Over the years from 2002 to 2005, TrellisWare was the first and only company to discover how to incorporate very complex trellis-based processing techniques such as PSP and AID into practical products. TrellisWare took this talent and developed a set of advanced waveforms that optimized performance in high dynamics and multipath environments. Generically labeled “TopX”, for Topologically eXtreme applications, these waveforms consists of modern FEC codes including our own invention of extremely flexible codes, PSP and AID configurations, and optimized radio physical layer (PHY) design rules that enables TrellisWare waveforms to be optimized for almost any type of mission – from high speed aircraft, ground to air, ground to ground, and to urban and enclosed scenarios.

In parallel, TrellisWare’s FEC products kept expanding into high data rate Gbps designs as well as very high noise environments such as commercial HomePlug. Other high speed applications in need of robust, but inexpensive, receive technology were added to the portfolio including holographic storage, where the 2 dimensional holographic media creates challenges not unlike demanding wireless channels, and microwave and E-band point to point modems where the best of modern communications techniques have yet to be applied due to cost constraints.

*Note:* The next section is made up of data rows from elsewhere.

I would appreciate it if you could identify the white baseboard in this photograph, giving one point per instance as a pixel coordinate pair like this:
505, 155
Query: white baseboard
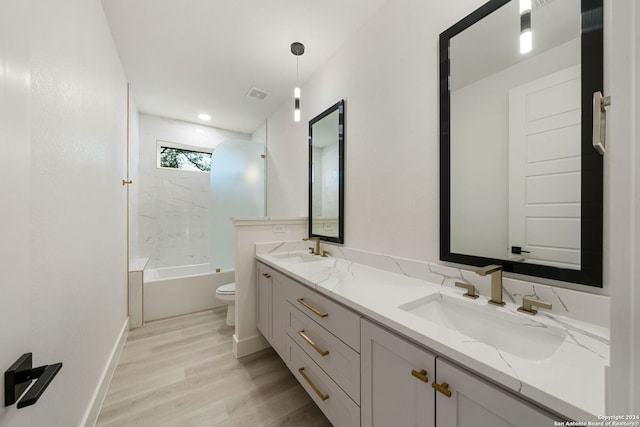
93, 411
249, 345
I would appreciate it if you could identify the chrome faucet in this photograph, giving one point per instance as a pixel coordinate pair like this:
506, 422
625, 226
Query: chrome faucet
496, 282
315, 251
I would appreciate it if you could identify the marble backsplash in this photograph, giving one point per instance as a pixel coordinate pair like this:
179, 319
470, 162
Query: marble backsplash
581, 306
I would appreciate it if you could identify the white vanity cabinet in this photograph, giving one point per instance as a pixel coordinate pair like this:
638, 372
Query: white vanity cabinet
270, 307
361, 374
320, 342
398, 380
475, 403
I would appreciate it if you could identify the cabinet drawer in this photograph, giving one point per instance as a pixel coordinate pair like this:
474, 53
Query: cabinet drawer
330, 398
338, 320
336, 358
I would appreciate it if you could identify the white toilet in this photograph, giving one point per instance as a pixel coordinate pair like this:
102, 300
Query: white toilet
227, 294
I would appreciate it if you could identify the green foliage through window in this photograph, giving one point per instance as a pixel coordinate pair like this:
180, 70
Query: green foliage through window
178, 158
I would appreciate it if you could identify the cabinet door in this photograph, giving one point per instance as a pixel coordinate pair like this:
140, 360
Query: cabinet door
263, 306
475, 403
279, 314
395, 375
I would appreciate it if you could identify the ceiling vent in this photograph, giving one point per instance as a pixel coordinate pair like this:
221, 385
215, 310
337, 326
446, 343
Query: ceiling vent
537, 4
258, 94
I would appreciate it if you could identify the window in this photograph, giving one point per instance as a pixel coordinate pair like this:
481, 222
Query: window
183, 157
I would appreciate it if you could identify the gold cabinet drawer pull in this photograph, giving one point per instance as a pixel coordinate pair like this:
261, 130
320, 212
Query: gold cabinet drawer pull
312, 385
442, 388
422, 375
315, 311
312, 344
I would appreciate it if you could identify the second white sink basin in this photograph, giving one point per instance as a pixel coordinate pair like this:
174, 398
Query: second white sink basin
505, 331
297, 257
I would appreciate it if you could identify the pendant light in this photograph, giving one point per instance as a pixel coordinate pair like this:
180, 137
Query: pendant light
525, 26
297, 49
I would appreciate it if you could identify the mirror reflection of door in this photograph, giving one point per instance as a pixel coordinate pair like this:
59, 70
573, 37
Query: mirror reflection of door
325, 176
543, 219
544, 170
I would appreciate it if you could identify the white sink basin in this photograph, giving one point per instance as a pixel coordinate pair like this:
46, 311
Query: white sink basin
505, 331
297, 257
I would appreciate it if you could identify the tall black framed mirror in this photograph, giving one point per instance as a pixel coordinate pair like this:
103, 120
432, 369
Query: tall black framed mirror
326, 174
520, 182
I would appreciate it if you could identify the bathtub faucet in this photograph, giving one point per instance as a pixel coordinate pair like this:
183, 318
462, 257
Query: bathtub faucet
315, 251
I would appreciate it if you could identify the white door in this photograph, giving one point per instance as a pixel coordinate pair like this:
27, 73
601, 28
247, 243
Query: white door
544, 170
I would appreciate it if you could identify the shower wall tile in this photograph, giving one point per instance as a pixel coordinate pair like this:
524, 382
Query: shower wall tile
172, 205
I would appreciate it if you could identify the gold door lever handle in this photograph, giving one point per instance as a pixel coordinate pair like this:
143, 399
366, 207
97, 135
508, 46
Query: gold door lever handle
442, 388
422, 375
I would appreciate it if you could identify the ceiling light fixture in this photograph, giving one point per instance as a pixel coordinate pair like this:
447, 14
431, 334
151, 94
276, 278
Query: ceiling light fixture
525, 27
297, 49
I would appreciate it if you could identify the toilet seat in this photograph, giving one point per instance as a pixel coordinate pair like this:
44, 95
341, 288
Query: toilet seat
228, 289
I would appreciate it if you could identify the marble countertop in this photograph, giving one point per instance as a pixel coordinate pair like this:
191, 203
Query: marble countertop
571, 381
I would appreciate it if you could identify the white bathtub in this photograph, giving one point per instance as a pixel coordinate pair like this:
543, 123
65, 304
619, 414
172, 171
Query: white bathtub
173, 291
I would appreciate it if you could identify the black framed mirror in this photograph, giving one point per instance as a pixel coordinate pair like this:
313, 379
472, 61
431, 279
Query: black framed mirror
326, 174
520, 183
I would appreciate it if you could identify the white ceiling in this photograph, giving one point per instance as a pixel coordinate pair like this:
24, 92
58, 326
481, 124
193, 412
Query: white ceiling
552, 24
185, 57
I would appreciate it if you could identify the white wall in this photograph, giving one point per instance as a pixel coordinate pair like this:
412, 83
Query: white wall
174, 218
63, 251
622, 203
134, 175
388, 75
387, 72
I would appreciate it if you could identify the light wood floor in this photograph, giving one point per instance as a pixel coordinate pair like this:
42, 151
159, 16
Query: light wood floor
182, 372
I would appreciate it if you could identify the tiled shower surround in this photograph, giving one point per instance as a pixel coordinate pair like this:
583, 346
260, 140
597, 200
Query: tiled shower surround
173, 205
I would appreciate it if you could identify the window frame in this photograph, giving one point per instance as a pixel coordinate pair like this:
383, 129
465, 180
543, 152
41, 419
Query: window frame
160, 143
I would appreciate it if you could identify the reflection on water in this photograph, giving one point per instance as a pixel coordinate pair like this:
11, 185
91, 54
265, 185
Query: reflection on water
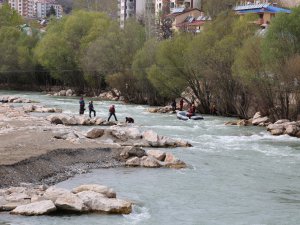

By 2005, TrellisWare began experimenting with a second generation of TopX waveforms, dubbed TopX Gen 2, that were specifically designed to address cross-layer optimized PHY and MAC/Network layers for communications requiring faster environmental adaptations such as mobile mesh networking. Mobile mesh networking represents perhaps the most complex of communications challenges – addressing fast changing environments and rapid network routing decision making combined with latency sensitive applications such as voice and streaming video.

Starting in 2005, TrellisWare decided to add hardware developed in support of internal development and testing to its list of products, culminating in the development of a set of software-defined networking platforms capable of hosting a new level of advanced waveform. TW-Series SDR platforms are the first embodiment and proof that multicasting mobile mesh networking products are not only realizable but can simply deploy WiFi data rate coverage anywhere without relying on towers or access point infrastructure. TrellisWare is driving the future of communications – enabling connections when nothing else works.